The bull case is meaningful. China retail data is bad enough that Beijing will likely add stimulus before mid-year. The Tasnim leak suggests Iran wants a deal. AI capex revisions from hyperscalers continue to point higher. The bear case is also meaningful. Inflation is accelerating, the Fed is being forced to consider hikes instead of cuts under a brand-new chair, long-end yields are at one-year highs and rising globally, and the most heavily owned name in the market reports into expectations that demand perfection.

Best opportunities into Wednesday night are in the energy infrastructure complex, where Dominion (D) at $67.77 and adjacent regulated utilities continue to benefit from AI-driven power demand, and in selective activist-driven names like Bio-Rad (BIO) where there is a clear catalyst path. Agricultural commodities and ag-equipment names retain a structural tailwind from the $17 billion China purchase commitment. Gold near $4,570 remains the cleanest portfolio hedge given that Treasuries cannot currently function as one. Alphabet (GOOGL) is worth respecting given Berkshire's conviction call.

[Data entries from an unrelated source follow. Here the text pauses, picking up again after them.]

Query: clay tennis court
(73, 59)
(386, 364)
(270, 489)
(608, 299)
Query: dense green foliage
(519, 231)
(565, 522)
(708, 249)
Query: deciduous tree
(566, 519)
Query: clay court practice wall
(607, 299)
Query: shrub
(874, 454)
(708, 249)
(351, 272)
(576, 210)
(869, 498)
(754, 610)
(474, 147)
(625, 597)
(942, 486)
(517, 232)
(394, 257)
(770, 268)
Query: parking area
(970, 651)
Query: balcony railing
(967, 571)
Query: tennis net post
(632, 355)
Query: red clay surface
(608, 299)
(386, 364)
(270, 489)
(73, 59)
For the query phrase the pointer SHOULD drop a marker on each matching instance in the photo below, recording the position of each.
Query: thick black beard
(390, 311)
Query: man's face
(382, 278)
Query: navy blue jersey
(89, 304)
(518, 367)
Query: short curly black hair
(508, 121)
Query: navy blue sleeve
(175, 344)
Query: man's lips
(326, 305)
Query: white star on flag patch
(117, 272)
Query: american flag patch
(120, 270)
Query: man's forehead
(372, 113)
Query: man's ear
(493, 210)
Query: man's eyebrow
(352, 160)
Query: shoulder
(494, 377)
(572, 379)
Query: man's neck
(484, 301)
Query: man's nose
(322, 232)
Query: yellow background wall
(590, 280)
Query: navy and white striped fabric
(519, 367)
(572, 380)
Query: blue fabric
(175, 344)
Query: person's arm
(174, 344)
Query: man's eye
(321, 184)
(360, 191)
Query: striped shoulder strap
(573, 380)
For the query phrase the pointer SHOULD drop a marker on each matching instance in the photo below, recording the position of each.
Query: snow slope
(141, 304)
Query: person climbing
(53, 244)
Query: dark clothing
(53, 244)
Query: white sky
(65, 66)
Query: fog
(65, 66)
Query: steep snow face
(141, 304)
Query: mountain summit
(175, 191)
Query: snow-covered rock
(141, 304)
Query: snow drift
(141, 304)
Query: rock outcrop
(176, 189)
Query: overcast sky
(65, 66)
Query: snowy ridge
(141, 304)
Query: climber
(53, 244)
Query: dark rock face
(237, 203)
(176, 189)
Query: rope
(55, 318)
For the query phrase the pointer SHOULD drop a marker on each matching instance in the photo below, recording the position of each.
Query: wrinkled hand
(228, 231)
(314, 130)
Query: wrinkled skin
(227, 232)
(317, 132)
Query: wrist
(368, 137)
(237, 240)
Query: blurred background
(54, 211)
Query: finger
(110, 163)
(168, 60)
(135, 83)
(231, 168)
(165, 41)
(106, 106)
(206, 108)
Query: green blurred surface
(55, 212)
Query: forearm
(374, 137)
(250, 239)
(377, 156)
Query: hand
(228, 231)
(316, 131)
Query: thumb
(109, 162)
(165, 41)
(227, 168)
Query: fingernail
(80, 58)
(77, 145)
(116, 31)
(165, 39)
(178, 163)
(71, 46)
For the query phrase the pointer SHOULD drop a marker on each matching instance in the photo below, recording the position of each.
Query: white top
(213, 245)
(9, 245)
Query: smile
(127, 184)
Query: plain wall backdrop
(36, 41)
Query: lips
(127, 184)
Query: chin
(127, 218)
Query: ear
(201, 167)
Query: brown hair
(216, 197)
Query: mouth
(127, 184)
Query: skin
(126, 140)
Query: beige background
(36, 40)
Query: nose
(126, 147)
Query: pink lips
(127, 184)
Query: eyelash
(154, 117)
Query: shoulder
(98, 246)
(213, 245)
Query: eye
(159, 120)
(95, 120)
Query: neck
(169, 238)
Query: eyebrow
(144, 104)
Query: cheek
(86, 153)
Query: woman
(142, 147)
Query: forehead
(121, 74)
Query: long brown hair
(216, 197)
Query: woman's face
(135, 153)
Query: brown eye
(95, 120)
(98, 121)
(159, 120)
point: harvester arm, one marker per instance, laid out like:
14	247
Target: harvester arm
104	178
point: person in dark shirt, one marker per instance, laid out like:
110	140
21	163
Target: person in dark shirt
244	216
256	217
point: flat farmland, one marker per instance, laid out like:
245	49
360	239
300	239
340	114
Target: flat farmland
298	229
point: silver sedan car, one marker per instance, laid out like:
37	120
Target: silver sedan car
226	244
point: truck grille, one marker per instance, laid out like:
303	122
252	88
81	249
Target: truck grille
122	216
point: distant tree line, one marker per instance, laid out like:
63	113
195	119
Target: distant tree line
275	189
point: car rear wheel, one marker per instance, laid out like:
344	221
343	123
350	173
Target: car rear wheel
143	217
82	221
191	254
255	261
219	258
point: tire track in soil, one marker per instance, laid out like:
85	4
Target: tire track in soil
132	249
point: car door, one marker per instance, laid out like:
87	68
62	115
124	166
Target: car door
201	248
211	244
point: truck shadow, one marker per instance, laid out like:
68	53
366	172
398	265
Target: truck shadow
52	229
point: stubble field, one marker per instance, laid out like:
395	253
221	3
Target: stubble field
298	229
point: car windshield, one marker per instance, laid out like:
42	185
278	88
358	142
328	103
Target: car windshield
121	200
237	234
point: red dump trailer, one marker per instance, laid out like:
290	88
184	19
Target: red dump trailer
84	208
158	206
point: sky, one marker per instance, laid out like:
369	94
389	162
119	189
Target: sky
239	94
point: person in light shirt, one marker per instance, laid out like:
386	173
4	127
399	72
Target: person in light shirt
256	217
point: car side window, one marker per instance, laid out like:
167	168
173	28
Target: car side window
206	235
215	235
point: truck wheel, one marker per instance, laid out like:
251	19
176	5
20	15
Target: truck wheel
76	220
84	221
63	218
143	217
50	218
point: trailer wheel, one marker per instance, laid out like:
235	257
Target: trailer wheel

The names to avoid into earnings are obvious. Regeneron (REGN) has lost the optionality that justified part of its multiple. Target (TGT) lacks the pricing power to absorb gasoline-driven margin compression. Highly speculative crypto-adjacent equities like Strategy (MSTR) carry leverage to a Bitcoin level that the market is no longer defending. Index-level posture should be neutral with a defensive skew, hedged through volatility and gold rather than chased through beta. The next 72 hours are the entire story.